Kudos to the Regional Manager for planning ahead, though. Someone at GameStop should give him or her some recognition for being on the ball.

The Verge: 'GoldenEye' title director creating grindhouse-inspired Intel ultrabook ads

Hey guys - breaking news. The guy who made the opening titles for a mid-1990s Bond film recently got a job directing a commercial!

Look - I get that it’s a commercial for computers, and that The Verge is a technology blog that deals with computers. But really - there’s absolutely no news here about anything technology.

Even still as tenuous as that connection is, it’s not this …

Gizmodo: Does This Sleek Aluminum Capsule Tobacco Pipe Make Smoking Look Cool?

A) No. This sleek aluminum capsule tobacco pipe doesn’t make smoking look cool. It makes smoking tobacco look like smoking crack.

B) This is missing the mark by a wide margin for a site that calls itself “The Gadget Blog.” You’ve already packed your homepage with a wall of cell phone release date announcements and other minutiae - this is just one more thing occupying space where you could be posting something relevant.

IGN: Sources Detail the PlayStation 4’s Processing Specs

I really didn’t want to harp too much on IGN - but it just turned out that way.
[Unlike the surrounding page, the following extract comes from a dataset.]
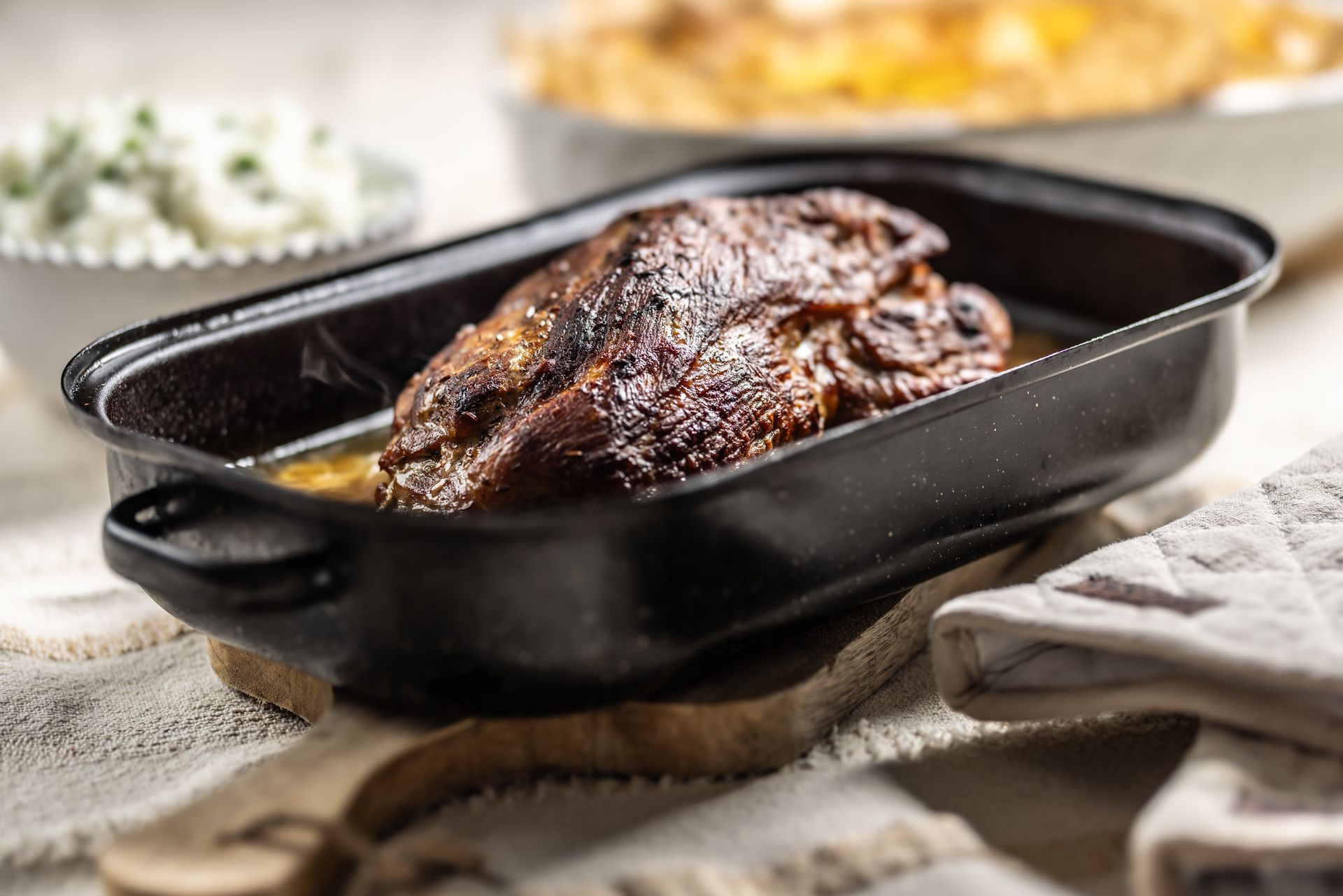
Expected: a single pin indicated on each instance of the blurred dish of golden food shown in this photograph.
(715, 66)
IGN and Kotaku put up a lot of the same nonsense and the only reason I didn’t comment on Kotaku’s articles is that their website is so actively terrible that it hurts my browser. I have a AMD Phenom x4 system with 4 GB of memory but that web page still brings my computer to a grinding halt. Whatever it’s doing, it’s doing it wrong.

Anyhow there’s not much to say about this one that wasn’t already said about the Wii U specs. “My Neighbor” thinks the as-yet-unannounced PS4 will have an AMD CPU/GPU combination. That’s nice. It makes the list for the image attached to the article, though.

It’s a “User Submitted Concept Mock” - or “random reader’s idea of what he thinks the PS4 should look like” - or “I photoshopped a PSP on to a Dual Shock 3 and painted my Apple TV black.”

For reference: here’s a “User Submitted Concept Mock” of the Wii:

It’s like that guy was a psychic or something.